Depending on the nature of the editing you're doing, and the nature of your source material, a Mac mini may be more then enough.
A key is tho you need to use a modern Mac mini with a 9400m or better graphics chipset in it - the intel GMA chipsets are not supported and require workarounds to even install the software
I say *may* be because a lot depends on what you're working with etc.
I know I have edited on a Mac mini (the Mac mini that is now my home theater Mac); footage from a Canon HF100 (AVCHD, 17mbps avg data rate) transcoded into ProRES422 and it worked fine (I didn't use more then a couple of simultaneous video streams and depending on what effects I wanted sometimes I did have to deal with rendering) using a FW800 external drive for scratch.
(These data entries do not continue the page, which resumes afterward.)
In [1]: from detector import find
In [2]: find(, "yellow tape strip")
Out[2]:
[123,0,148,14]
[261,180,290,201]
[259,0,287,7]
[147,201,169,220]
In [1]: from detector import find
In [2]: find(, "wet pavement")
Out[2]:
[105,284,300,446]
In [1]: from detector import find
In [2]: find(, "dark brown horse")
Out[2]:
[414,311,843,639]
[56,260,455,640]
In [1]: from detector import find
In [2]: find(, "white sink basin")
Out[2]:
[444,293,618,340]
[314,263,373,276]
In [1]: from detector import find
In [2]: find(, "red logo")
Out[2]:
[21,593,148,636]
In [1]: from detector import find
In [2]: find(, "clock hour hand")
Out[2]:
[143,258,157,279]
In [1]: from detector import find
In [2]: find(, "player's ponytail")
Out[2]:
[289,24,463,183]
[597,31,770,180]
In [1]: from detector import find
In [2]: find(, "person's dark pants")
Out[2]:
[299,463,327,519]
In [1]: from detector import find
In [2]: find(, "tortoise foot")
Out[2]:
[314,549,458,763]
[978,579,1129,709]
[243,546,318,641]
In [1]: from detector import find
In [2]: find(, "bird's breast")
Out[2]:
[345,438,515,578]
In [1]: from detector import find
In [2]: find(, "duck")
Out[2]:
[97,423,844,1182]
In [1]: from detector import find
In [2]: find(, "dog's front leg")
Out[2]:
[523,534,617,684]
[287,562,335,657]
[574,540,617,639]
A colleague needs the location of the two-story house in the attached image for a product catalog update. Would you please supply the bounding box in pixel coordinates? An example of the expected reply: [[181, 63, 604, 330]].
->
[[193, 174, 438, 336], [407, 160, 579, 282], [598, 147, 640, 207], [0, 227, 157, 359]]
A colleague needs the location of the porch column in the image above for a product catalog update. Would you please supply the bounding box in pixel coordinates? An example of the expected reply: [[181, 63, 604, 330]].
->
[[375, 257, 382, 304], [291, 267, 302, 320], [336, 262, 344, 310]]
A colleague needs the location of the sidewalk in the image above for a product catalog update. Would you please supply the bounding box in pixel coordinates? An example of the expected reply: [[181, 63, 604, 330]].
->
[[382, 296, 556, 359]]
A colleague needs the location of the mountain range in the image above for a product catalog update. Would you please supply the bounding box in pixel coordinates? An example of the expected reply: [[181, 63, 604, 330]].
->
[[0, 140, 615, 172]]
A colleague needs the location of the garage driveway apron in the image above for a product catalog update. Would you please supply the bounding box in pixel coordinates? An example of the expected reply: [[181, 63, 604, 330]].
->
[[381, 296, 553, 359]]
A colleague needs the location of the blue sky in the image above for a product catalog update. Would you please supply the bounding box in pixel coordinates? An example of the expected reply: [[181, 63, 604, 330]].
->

Some functionality in Color will not work, if you use footage from cameras that have extremely high bitrates (a lot higher then the 20-24mbps on consumer camcorders) you may exceed your systems capabilities, motion projects may be limited on complexity and length.
I would also stay away from ProRES 444. You might want to use ProRES 422 Proxy or ProRES 422 LT for better performance on a mini tho. Here's a little blurp about the ProRES versions:
Apple - Final Cut Studio - Final Cut Pro 7 - Expanded ProRes
And if you notice under Proxy they refer to editing on a Macbook or MBP - the current mini is really about the same capabilities level of a the Macbook back when they wrote that (both machines had 9400m graphics, cpu close to the same (within a few hundred MHz), etc. - now the two machines are a little more separate as the gpu in the laptop is much more powerful then in the mini currently).
There are some nay-sayers that state that it won't work, but in all honesty, it does.